The marriage contract can become a factor in any aspect of litigation, starting with family court and its purview over children created in the marriage, issues with real estate, and scenarios extending into the highest levels of corporate finance, probate and even influencing criminal law.
Few people understand that the marriage license is a kind of universal legal elixir, applicable to anything.
In marriage, one signs away property rights, privacy rights and a diversity of rights over your person. For millennia it was understood that marriage was largely a man taking possession of a woman (symbolically present, to this day, in many women changing their last names to that of their husband). Your spouse can run up $15,000 in credit-card debt or a million bucks in gambling debt and you’re on the hook.
We have all seen the marriage contract used by people to control one’s spouse, sometimes to the point of enslavement. A great many of us have experienced the not-so-pretty divorces of our parents. And many have personally experienced the incredible complications that arise as a result of this easy-in, difficult-out agreement.
It’s essentially a one-way device. Marriage vows do indeed have an exit clause: death. “Till death do us part” is the still-used last line of public wedding vows, as the bridesmaids swoon. That line is not printed on the written version of the contract, but we all know it’s there, lurking on the first invisible page below the actual document.
I don’t know why people consider this romantic. To me it’s about as sexy as having a hearse as the last car in a wedding procession, as it drives from the church to the wedding hall. Just as a little reminder, of course.
It is, I think, the death clause in the matrimony vow that results in all the drama. “Accept no compromise in which death plays a part,” A Course in Miracles advises its students. When you hear “till death do us part,” just imagine Don Corleone muttering, “I made him an offer he couldn’t refuse.”
I am calling for marriage reform. What we need is a renewable-term contract, structured with flexibility as its guiding principle, reflecting the values of the people involved, and acknowledging that people often change, that previously hidden aspects of themselves emerge, and that people make mistakes.
What if the marriage contract recognized the most important thing about humanity — that people are individuals, no matter how society tries to smash them into a can, or how hard people try to fit themselves into a can?
What if marriage were structured as an agreement that expires in a year or two, or five, with the option to renew, if both parties agree? The contract should come with the option to choose the renewal term, as well as a “mistake” clause for the whole first year. Many states have cooling-off rules that allow you to get out of some contracts within three days of signing. I think the marital contract should include that.
And what if the various commitments of marriage were stated explicitly in the agreement? For example, not all people are sexually monogamous. Cheating is already an informal institution. What if we include sexual privileges in the contract?
Social privileges need to be enumerated as well, such as the right to have opposite-sex friends.
We might even want to include educational rights. I once counseled a young married woman whose husband would not allow her to go to community college. The obvious implication was that she might meet someone with more education — self-improvement oriented, perhaps unlike himself.
Love is, in theory, not anything we need permission for.

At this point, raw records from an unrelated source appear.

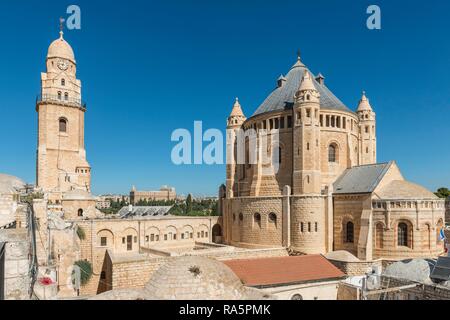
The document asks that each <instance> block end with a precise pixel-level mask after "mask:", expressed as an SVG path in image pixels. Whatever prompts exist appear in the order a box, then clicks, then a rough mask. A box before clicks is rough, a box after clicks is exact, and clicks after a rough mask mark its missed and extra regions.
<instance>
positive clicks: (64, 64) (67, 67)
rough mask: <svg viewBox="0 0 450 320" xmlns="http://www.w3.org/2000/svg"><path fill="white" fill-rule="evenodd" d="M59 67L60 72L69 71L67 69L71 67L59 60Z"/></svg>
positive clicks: (59, 59)
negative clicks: (63, 70)
mask: <svg viewBox="0 0 450 320" xmlns="http://www.w3.org/2000/svg"><path fill="white" fill-rule="evenodd" d="M57 65H58V68H59V69H60V70H67V68H68V67H69V64H68V63H67V61H66V60H63V59H59V60H58V63H57Z"/></svg>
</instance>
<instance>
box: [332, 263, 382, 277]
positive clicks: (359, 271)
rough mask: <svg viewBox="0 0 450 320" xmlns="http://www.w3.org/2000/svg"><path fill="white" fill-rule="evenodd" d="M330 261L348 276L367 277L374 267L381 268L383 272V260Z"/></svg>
mask: <svg viewBox="0 0 450 320" xmlns="http://www.w3.org/2000/svg"><path fill="white" fill-rule="evenodd" d="M328 260H329V261H330V262H331V263H332V264H333V265H335V266H336V267H337V268H338V269H339V270H341V271H342V272H344V273H345V274H346V275H348V276H362V275H365V274H366V273H367V272H369V271H371V270H372V268H373V267H378V268H380V271H381V270H383V260H375V261H352V262H348V261H338V260H331V259H328Z"/></svg>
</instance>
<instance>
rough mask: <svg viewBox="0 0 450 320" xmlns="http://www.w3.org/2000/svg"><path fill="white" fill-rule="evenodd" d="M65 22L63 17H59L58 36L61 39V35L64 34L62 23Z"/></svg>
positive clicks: (63, 28) (63, 27) (63, 25)
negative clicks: (58, 33) (59, 36)
mask: <svg viewBox="0 0 450 320" xmlns="http://www.w3.org/2000/svg"><path fill="white" fill-rule="evenodd" d="M65 21H66V20H65V19H64V18H63V17H59V34H60V36H61V38H62V35H63V34H64V32H63V30H64V22H65Z"/></svg>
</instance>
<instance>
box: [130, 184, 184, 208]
mask: <svg viewBox="0 0 450 320" xmlns="http://www.w3.org/2000/svg"><path fill="white" fill-rule="evenodd" d="M176 198H177V193H176V191H175V188H173V187H169V186H162V187H161V188H160V189H159V191H138V190H136V187H135V186H133V187H132V188H131V191H130V204H132V205H136V204H137V203H138V202H139V201H141V200H142V201H170V200H175V199H176Z"/></svg>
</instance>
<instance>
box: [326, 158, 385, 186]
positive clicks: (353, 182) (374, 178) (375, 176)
mask: <svg viewBox="0 0 450 320" xmlns="http://www.w3.org/2000/svg"><path fill="white" fill-rule="evenodd" d="M392 164H393V161H391V162H388V163H380V164H371V165H364V166H358V167H353V168H349V169H347V170H345V171H344V173H342V175H341V176H340V177H339V178H338V179H337V180H336V182H335V183H334V185H333V188H334V194H347V193H371V192H373V191H374V190H375V188H376V187H377V185H378V184H379V183H380V181H381V179H382V178H383V177H384V175H385V174H386V172H387V171H388V169H389V167H390V166H391V165H392Z"/></svg>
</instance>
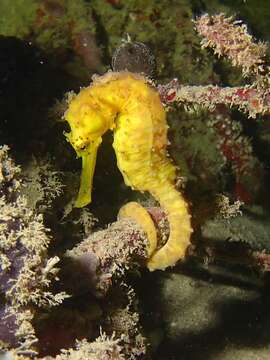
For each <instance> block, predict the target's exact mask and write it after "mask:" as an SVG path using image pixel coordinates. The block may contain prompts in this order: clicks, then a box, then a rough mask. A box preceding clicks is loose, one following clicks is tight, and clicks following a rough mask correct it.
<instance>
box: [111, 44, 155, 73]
mask: <svg viewBox="0 0 270 360" xmlns="http://www.w3.org/2000/svg"><path fill="white" fill-rule="evenodd" d="M155 68H156V62H155V57H154V55H153V53H152V52H151V50H150V48H149V47H148V46H147V45H145V44H144V43H141V42H132V41H130V40H129V39H128V40H127V41H125V42H124V43H123V44H122V45H120V46H119V47H118V48H117V49H116V50H115V51H114V53H113V56H112V69H113V71H116V72H118V71H125V70H127V71H130V72H133V73H139V74H140V73H143V74H144V75H145V76H148V77H150V78H152V77H153V76H154V74H155Z"/></svg>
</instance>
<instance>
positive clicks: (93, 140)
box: [64, 89, 110, 207]
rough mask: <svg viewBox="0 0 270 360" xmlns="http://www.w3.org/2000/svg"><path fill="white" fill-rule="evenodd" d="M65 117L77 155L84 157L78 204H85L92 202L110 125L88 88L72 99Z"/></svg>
mask: <svg viewBox="0 0 270 360" xmlns="http://www.w3.org/2000/svg"><path fill="white" fill-rule="evenodd" d="M64 117H65V119H66V121H67V122H68V123H69V126H70V132H69V133H66V134H65V136H66V138H67V140H68V141H69V142H70V144H71V145H72V146H73V148H74V150H75V151H76V153H77V155H78V157H81V158H82V174H81V185H80V190H79V195H78V198H77V200H76V202H75V206H76V207H83V206H85V205H87V204H89V203H90V202H91V190H92V184H93V176H94V170H95V165H96V157H97V151H98V147H99V145H100V144H101V141H102V135H103V134H104V133H105V132H106V131H107V130H108V129H109V128H110V125H109V122H108V120H107V116H106V114H103V113H102V109H101V107H100V105H99V104H98V103H97V102H96V101H95V99H94V98H93V97H91V94H89V93H88V92H87V89H85V90H82V91H81V92H80V93H79V94H78V95H77V96H75V97H74V98H73V99H71V101H70V103H69V107H68V110H67V111H66V113H65V115H64Z"/></svg>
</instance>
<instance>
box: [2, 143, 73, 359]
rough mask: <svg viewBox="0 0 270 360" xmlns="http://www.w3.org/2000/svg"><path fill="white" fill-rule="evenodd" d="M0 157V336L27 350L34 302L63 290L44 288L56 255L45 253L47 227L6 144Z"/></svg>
mask: <svg viewBox="0 0 270 360" xmlns="http://www.w3.org/2000/svg"><path fill="white" fill-rule="evenodd" d="M0 159H1V185H0V187H1V198H0V208H1V215H0V223H1V237H0V266H1V273H0V289H1V292H2V293H3V294H5V295H4V302H3V304H2V306H1V314H2V316H1V322H2V324H1V329H2V330H1V340H2V341H4V342H6V343H7V344H8V346H9V345H11V346H15V347H18V351H29V352H31V351H34V347H33V345H34V344H35V343H36V341H37V338H36V336H35V331H34V328H33V326H32V319H33V316H34V313H35V308H36V307H44V306H46V307H47V306H48V307H50V306H54V305H58V304H59V303H61V302H62V301H63V299H64V298H65V297H66V296H67V295H66V294H65V293H63V292H61V293H58V294H53V293H51V292H50V290H49V287H50V284H51V281H52V280H54V279H55V278H57V276H56V275H57V268H56V267H55V265H56V264H57V263H58V261H59V259H58V258H57V257H54V258H50V259H49V258H48V257H47V254H46V251H47V247H48V244H49V242H50V238H49V236H48V230H47V229H46V228H45V227H44V225H43V222H42V217H41V215H36V214H35V213H33V212H32V211H31V210H30V209H29V208H28V206H27V202H26V199H25V198H24V197H23V196H22V195H20V188H21V183H20V180H18V177H19V173H20V170H19V168H18V167H16V166H14V164H13V162H12V160H10V158H9V157H8V148H7V147H6V146H4V147H2V148H1V149H0ZM5 326H6V330H4V327H5Z"/></svg>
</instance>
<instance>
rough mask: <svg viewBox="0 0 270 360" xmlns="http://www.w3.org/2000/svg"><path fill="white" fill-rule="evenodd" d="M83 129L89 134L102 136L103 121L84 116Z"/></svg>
mask: <svg viewBox="0 0 270 360" xmlns="http://www.w3.org/2000/svg"><path fill="white" fill-rule="evenodd" d="M84 122H85V127H86V129H87V131H88V132H89V133H90V134H99V135H101V134H103V131H104V125H105V123H104V121H103V119H102V118H101V117H99V116H90V115H88V116H86V117H85V119H84Z"/></svg>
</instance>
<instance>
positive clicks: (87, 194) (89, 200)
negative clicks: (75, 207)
mask: <svg viewBox="0 0 270 360" xmlns="http://www.w3.org/2000/svg"><path fill="white" fill-rule="evenodd" d="M101 141H102V139H101V137H99V138H97V139H96V140H94V141H92V142H91V143H90V144H89V145H88V146H87V148H86V149H85V150H83V151H82V152H80V153H79V154H78V155H79V156H80V157H81V158H82V173H81V182H80V190H79V194H78V197H77V200H76V202H75V207H77V208H81V207H84V206H86V205H88V204H90V203H91V200H92V197H91V195H92V187H93V177H94V172H95V166H96V158H97V151H98V147H99V145H100V144H101Z"/></svg>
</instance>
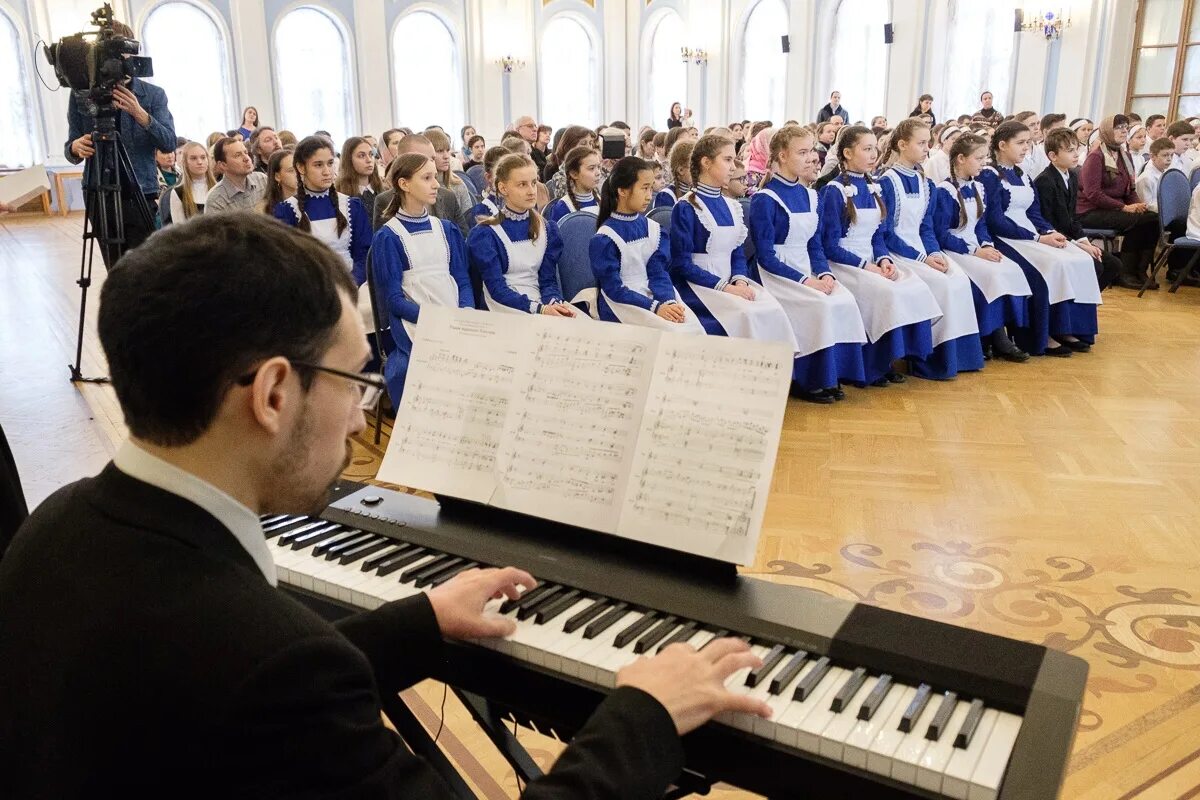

But the truth is that most people do need to be given permission to love, or to give themselves permission. Most people are struggling on some level to love themselves.
All of us are involved in a self-discovery process. We are all works in progress. We never really know who we’re going to be tomorrow, and we’re often figuring out who we were yesterday.
Society’s most venerated form of relationship really needs to reflect these basic truths.